In common parlance, a deposition is a sworn pretrial statement normally taken by an opposing party in litigation. The transcript of questions and answers can be used to cross-examine witnesses at a later trial or as independent trial evidence, under the right circumstances. As depositions have become an all-too-common feature of the American business world, we are going to cover a few basics should you need to prepare for one.
Whether in state or federal courts, depositions are a widely used tool to gather information in litigation in order to set strategy and evaluate cases. The setting normally includes a conference room filled with antagonistic lawyers, a court reporter (with various forms of high-tech gear), and you—the witness—with your attorney. While your role is to personally serve as the witness, realize you are an extension of your company and may hold a significant aspect of its future in your hands. Sound like fun so far?
With luck, you will be asked questions that make sense from the standpoint of your relation to issues in the case. These are topics that, prior to the deposition, you will review with your attorney in preparation. That confidential preparation is important as it allows you a chance to testify successfully at your deposition. Note here that success is never perfection. In fact, the pursuit of perfection in the deposition venue includes some human imperfection, such as generating believability and its cousin, likeability.
Your preparation should confirm your understanding of the major elements of the matter in dispute; the big picture. It should also provide some framework to prepare for the inevitable question that will come up in your deposition that you did not anticipate.
Make sure your lawyer is informed as to who you are and are not, what you think you know and do not know relating to the overall situation (potential opinions), and what you have done and have not done (matters of fact) that could be relevant to the issues. Bring up the tough questions and what you understand to be the truth regarding them. Review key documents, especially those that you have seen before. Open up and ask questions of your attorney now; in deposition, your ability to get information from counsel or anyone else is severely constrained, legally and practically.
Five Tips for the Witness Chair
You must actually hear the questions in order to have a chance at answering accurately. Every time, I mean every time, you did not hear or understand a question, your response should be, “please repeat the question.”

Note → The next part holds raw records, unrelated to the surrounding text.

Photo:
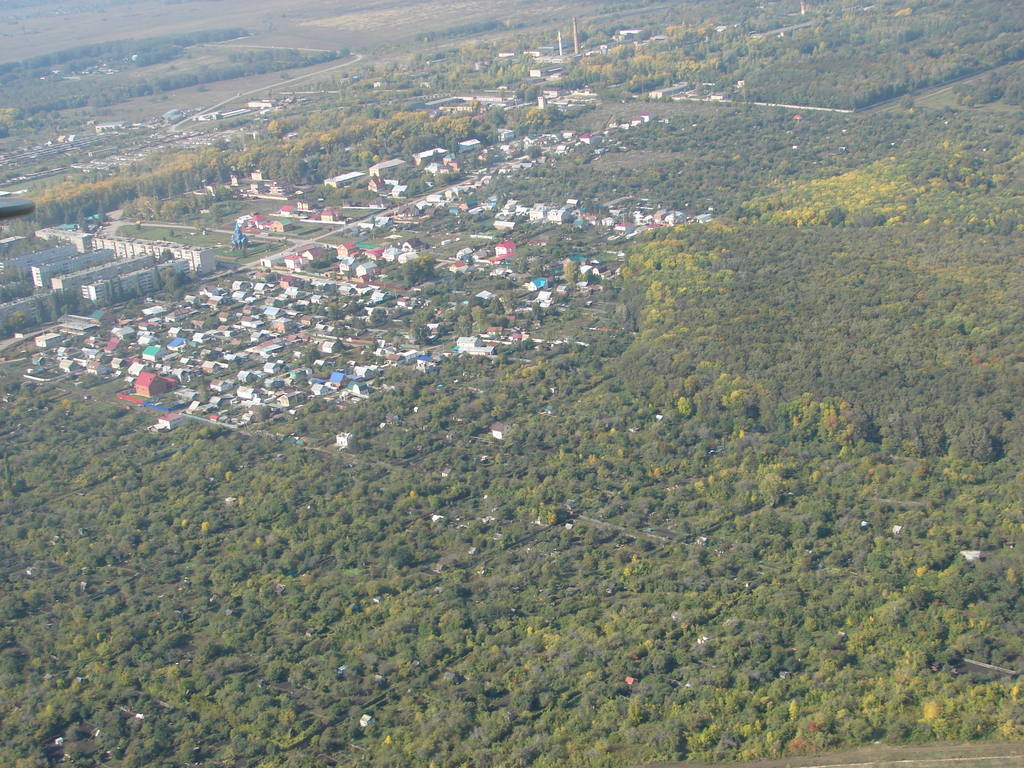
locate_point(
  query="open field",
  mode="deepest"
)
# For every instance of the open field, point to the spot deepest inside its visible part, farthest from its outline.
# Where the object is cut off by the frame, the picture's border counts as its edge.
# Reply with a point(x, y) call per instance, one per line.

Having heard and presumably understood the question, you must determine if you have the knowledge to answer with confidence. If you do not, any answer is guessing and speculation should not go into evidence. The reply to any question you may not be able to answer confidently should be, “as I sit here, I do not know the answer to your question.” You are being deposed in one moment of time and it is at that moment you do not have the answer to the question. You may be able to find the answer, but don’t volunteer that—make the opposing lawyer work for their money.
- Speak to the Point
If you do have confidence that you know the answer, effectively and efficiently answer the question that was actually asked, and not what you think should have been asked. Effective answers promote the interests of your company. Remember, somebody with knowledge has to establish what you need to win. Efficient answers are concise and full, but do not ramble or waste words.
- Tell the Truth
It’s your oath. The alternative is not worth it. With good preparation, your lawyer should be aware of what you know the truth to be regarding all sensitive subjects.
- Leave it in the Room
When the deposition is over, stand up, nicely say “goodbye” and leave the room. No more talking about the case, period.